"The lens has got to widen a bit," Prior said, explaining how WPP’s new global branding network is "structured much more like a management consultancy".
He added: "As brand consultancy businesses, we help to shape and steer the direction of our clients’ businesses over a sustained period of time. We are less and less these days about the immediate, high-impact, super-visible, public displays of creative work."
Superunion, which counts Ford, Diageo and Vodafone as clients, was formed by the merger of five agencies. It has revenues of about $100m and 750 staff – accounting for less than 1% of WPP. However, Prior said: "Billings are not the way to look at it – it’s influence, and I’d argue we have a very high influence. You do not go through a strategic rebranding process, whether it involves a change of logo or not, without talking to the CEO and involving every department within that organisation."
Prior said companies are carrying out "fewer major brand identity changes" partly because boards are "nervous" about a negative reaction, but also because they are more interested in long-term change.

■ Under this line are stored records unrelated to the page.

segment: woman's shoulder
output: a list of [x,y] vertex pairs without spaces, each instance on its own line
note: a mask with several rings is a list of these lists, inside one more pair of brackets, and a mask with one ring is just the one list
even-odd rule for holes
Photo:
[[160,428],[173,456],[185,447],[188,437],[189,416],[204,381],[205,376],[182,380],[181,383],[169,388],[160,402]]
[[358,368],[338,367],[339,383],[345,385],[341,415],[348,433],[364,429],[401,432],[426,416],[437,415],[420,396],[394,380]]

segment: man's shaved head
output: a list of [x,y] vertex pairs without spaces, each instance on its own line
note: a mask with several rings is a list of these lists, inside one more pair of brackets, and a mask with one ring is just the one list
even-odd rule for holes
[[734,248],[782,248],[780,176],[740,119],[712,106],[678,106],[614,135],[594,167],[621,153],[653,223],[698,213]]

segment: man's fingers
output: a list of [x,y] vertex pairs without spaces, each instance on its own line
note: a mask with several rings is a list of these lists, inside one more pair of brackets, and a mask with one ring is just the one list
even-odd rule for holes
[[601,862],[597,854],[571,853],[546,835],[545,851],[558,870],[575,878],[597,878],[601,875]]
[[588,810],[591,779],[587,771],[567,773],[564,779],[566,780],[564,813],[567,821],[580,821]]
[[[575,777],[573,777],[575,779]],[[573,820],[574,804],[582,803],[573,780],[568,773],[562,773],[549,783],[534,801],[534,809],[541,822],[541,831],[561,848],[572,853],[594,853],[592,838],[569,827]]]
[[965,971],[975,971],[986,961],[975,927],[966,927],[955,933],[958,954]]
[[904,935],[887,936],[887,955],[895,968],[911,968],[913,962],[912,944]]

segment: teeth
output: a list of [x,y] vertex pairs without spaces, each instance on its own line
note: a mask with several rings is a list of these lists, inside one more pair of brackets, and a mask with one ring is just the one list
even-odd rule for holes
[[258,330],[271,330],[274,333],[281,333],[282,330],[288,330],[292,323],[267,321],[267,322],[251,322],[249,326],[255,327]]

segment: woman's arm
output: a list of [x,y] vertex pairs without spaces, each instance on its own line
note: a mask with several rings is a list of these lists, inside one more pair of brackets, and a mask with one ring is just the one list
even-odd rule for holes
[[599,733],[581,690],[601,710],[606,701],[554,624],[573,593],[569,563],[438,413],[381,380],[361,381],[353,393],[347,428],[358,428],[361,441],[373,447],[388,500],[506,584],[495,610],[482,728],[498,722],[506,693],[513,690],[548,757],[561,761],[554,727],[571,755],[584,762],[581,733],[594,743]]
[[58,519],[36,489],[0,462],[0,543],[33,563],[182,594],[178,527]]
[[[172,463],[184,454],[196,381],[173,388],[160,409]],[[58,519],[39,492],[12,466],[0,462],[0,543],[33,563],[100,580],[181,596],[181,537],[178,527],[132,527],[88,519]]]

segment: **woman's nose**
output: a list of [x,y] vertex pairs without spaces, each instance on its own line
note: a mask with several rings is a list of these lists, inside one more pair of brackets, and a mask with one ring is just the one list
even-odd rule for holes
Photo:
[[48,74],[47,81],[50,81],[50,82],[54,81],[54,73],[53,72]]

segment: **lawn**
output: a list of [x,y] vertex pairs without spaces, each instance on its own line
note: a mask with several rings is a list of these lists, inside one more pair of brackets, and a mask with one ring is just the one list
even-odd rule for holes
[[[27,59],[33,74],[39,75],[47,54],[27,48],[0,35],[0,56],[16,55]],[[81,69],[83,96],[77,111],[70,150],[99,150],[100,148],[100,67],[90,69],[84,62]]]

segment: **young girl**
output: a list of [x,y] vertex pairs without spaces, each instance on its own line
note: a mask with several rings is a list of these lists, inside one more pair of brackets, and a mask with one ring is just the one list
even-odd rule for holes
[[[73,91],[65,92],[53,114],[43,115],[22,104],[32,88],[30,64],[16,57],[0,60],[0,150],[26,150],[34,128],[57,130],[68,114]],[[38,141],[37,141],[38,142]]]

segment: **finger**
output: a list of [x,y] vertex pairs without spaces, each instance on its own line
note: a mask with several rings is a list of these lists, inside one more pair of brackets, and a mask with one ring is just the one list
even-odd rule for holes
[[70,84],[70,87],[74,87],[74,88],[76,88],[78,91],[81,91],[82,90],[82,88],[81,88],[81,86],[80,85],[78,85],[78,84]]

The creation of Superunion is merely one in a string of agency mergers across WPP as the group aims for greater collaboration, dubbed "horizontality", and to cut costs.
Prior, who previously ran The Partners and Lambie-Nairn, two of the agencies that became part of Superunion, said staff are working closely with other WPP agencies in creative, media and public relations.
He added that the challenge for all agencies is to think more strategically. "The thorn in the side of advertising agencies is they’ve got to lose that obsession with the industry being defined by campaigns," he said. "The criticism of branding agencies is it’s all about changing logos. We all suffer from that to an extent."